Nonostante le buone premesse, e una forma apprezzabile, in questo racconto pecca notevolmente la sostanza… Innanzitutto perché Holmes inizialmente rifiuta il caso, esponendo il giovane avvocato a rischi sicuri e condannandolo a una morte orribile? E’ abbastanza inspiegabile un atteggiamento del genere da parte del detective, ed è troppo facile muoversi quando ormai c’è un morto sulla coscienza. Oltre a ciò, anche intuire chi c’è dietro ai delitti è piuttosto facile, essendo la comunità mineraria piuttosto piccola e i personaggi di spicco che ci vengono presentati dall’autore si contano sulle dita di una mano. Infine, già alla lettura dell’articolo iniziale si intuisce il mezzo terribile che è stato usato per far impazzire i membri della famiglia Algernon…
A mio avviso questi sono punti cardine che fanno pendere il giudizio da una parte o dall’altra: non è facile da digerire un Holmes che manda via il suo cliente senza intervenire solo perché “Haterley aveva dei precisi sospetti su qualcuno, ma non me li ha voluti rivelare”. E poi a nulla vale fare mea culpa: Sherlock Holmes non si comporta in maniera così sconsiderata…
Apparso per la prima volta in Sherlock Holmes e il banchiere italiano ucciso a Londra sotto il Ponte dei Frati Neri (Liber Internazionale, 1995), è stato ristampato nel volume Il caso delle tre sorelle della serie Sherlock Holmes & Co. (Fabbri Editori, 2003).

Il caso delle tre sorelle

Nel gennaio del 1905 Holmes e Watson sono nel loro salotto di Baker Street. Holmes è totalmente preso da una ricerca scientifica sui sifneidi e una loro presunta coscienza razionale, tanto da dedicarvisi completamente per settimane, ma la visita di una cliente lo distrae dalla sua ricerca. La signorina Maryann Froyes ha due sorelle minori: Edna, scrittrice, e Nora, pittrice, in Italia per viaggio di studio. Ad allarmare la maggiore delle sorelle Froyes è un telegramma, che annuncia la scomparsa di Nora da più di una settimana, seguito da un altro telegramma tre giorni dopo che smentisce il precedente, affermando che Nora stava benissimo. Il comportamento delle sorelle è sospetto, e Holmes decide di recarsi in Italia, più precisamente in Toscana, assieme al suo amico Watson per fare luce sul mistero…

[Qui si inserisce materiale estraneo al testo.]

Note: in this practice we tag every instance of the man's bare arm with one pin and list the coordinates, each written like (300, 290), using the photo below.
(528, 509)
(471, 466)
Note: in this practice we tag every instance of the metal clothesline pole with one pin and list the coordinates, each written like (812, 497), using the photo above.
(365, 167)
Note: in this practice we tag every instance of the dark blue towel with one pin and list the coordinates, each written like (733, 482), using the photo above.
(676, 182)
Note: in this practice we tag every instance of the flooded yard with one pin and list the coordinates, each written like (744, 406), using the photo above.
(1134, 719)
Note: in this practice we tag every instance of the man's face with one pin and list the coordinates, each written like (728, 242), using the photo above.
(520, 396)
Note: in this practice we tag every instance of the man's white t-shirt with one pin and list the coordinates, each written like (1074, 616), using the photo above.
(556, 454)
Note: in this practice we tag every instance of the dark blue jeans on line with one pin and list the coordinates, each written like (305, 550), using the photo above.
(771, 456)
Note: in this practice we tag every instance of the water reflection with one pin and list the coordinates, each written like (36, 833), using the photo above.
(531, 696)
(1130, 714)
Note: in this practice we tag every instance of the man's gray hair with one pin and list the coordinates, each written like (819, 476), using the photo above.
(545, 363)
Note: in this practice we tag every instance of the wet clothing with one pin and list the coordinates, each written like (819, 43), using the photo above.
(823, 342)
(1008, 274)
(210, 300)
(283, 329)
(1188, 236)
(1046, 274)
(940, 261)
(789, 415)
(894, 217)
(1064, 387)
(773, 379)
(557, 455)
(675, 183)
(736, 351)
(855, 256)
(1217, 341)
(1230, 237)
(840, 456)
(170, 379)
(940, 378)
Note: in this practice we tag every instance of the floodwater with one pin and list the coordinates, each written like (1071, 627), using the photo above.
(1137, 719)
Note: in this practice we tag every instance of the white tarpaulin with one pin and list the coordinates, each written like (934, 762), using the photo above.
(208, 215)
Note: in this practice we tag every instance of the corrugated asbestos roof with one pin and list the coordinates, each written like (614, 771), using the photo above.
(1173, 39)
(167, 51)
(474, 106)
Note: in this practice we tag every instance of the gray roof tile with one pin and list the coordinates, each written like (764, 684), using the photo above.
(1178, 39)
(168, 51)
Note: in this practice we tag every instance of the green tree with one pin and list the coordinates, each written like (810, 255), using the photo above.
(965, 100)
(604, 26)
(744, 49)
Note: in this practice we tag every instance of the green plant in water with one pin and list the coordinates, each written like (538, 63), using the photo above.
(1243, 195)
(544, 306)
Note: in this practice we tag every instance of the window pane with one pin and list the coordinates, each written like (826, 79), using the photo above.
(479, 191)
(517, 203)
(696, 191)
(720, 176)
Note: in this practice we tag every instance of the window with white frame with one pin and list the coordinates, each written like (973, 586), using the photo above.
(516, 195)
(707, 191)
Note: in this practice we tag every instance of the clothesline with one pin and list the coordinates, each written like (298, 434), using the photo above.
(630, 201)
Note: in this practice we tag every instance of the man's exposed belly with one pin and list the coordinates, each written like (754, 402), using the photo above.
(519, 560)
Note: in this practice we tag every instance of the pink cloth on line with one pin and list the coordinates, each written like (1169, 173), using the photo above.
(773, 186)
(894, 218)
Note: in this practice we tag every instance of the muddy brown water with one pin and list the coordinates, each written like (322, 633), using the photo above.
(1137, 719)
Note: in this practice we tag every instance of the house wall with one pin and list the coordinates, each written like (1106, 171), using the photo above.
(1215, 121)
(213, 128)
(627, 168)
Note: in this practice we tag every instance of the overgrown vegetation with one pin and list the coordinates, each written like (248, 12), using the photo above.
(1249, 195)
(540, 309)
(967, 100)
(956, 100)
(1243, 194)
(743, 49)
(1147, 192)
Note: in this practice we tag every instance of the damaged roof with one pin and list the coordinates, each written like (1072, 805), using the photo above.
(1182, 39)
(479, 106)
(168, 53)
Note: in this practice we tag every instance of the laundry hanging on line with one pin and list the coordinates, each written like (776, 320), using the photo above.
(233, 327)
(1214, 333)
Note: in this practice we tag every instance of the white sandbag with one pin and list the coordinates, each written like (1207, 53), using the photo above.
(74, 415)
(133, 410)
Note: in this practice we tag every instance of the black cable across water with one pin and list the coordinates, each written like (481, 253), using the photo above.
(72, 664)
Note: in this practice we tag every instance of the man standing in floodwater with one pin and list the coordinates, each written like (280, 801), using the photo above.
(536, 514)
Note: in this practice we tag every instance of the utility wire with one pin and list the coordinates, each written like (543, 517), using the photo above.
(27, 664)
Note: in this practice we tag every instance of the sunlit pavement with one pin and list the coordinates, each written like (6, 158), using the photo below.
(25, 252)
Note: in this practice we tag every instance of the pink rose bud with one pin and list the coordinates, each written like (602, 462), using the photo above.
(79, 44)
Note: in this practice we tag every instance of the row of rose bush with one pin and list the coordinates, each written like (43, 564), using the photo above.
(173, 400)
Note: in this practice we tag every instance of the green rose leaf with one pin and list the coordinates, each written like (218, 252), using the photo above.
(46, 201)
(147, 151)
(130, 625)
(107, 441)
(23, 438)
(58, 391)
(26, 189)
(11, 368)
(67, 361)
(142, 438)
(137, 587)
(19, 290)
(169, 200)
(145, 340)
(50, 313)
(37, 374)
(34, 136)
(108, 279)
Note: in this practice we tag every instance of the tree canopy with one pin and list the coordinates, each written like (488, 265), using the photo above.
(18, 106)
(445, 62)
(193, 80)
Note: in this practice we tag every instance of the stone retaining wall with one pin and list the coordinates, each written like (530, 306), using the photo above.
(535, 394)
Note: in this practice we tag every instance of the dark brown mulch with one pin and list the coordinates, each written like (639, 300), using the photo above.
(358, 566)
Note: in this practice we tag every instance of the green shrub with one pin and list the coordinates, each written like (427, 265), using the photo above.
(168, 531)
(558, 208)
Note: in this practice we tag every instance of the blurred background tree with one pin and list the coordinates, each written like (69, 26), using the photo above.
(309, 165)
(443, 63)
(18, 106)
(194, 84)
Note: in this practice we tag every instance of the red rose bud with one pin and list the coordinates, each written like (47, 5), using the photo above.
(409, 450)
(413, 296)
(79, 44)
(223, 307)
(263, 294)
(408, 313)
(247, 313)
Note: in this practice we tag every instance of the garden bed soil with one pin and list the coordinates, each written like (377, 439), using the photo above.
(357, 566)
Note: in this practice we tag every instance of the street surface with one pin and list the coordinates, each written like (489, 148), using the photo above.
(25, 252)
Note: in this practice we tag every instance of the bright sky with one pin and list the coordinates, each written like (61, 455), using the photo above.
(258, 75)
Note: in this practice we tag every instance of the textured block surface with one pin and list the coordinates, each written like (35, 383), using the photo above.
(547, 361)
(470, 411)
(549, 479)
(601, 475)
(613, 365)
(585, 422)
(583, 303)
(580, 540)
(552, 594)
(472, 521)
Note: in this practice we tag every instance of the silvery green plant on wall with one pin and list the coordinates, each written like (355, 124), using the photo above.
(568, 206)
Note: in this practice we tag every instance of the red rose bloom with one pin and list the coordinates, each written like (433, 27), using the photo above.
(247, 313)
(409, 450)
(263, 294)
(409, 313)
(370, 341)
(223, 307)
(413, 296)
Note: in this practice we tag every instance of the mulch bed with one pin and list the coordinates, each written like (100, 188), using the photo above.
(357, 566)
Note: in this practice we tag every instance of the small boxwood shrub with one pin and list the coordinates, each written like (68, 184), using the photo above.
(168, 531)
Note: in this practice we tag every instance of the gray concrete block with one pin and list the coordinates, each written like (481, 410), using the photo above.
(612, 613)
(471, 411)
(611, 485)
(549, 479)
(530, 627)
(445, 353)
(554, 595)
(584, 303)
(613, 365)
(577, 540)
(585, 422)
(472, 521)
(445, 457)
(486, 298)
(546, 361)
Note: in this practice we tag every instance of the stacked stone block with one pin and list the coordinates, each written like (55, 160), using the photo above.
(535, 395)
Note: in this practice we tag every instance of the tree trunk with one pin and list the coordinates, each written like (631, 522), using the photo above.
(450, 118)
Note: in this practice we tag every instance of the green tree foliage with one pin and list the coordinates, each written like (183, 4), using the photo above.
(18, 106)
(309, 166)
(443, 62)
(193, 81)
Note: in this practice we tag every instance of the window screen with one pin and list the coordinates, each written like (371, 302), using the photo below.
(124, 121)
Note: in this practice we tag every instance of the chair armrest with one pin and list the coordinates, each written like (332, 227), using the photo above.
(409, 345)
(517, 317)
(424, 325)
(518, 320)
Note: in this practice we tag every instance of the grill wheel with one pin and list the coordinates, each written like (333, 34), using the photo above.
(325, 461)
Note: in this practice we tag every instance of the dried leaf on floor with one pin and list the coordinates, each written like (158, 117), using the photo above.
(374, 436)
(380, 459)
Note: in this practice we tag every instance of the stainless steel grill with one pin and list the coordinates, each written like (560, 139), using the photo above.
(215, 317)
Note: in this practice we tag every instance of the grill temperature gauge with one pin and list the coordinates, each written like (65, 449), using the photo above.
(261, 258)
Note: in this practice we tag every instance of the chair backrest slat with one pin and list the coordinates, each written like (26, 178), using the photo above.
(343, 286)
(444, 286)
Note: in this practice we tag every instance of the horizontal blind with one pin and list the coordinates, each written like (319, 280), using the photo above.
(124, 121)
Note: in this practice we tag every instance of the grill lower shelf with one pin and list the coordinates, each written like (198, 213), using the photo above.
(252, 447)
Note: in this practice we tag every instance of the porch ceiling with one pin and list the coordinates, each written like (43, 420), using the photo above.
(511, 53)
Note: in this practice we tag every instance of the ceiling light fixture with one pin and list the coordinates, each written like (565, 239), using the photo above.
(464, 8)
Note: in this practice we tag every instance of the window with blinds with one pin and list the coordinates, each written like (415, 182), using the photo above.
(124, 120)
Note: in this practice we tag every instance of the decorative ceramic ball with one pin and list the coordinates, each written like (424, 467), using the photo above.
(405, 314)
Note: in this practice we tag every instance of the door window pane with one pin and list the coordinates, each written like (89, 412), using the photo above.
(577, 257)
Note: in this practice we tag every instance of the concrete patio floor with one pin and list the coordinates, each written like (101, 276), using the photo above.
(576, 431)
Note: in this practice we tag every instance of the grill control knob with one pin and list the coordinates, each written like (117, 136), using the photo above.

Partendo da uno spunto banale, che non è altro che un pretesto per "spostare" Holmes e Watson da Londra in Toscana, l'autore ci offre un mistero che tanto mistero non è, al massimo un piccolo dramma familiare neppure tanto insolito a quell'epoca. La trama non è memorabile, ma comunque piacevole. I due arrivano in Toscana, e senza sforzo trovano le due sorelle, di cui una ingravidata da un balordo italiano.
Holmes e Watson sono ben tratteggiati, mai sopra le righe ma anzi plausibili per come dovrebbero essere (cioè intorno ai 60 anni) nel 1905. A questo proposito, l'autore ritiene di dover precisare che in realtà Holmes simulò il suo ritiro nel Sussex del 1903, ma in realtà spesso e volentieri tornava in Baker Street per dedicarsi alla soluzione di casi che destano il suo interesse.
Apparso nel volume Il caso delle tre sorelle della serie Sherlock Holmes & Co. (Fabbri Editori, 2003).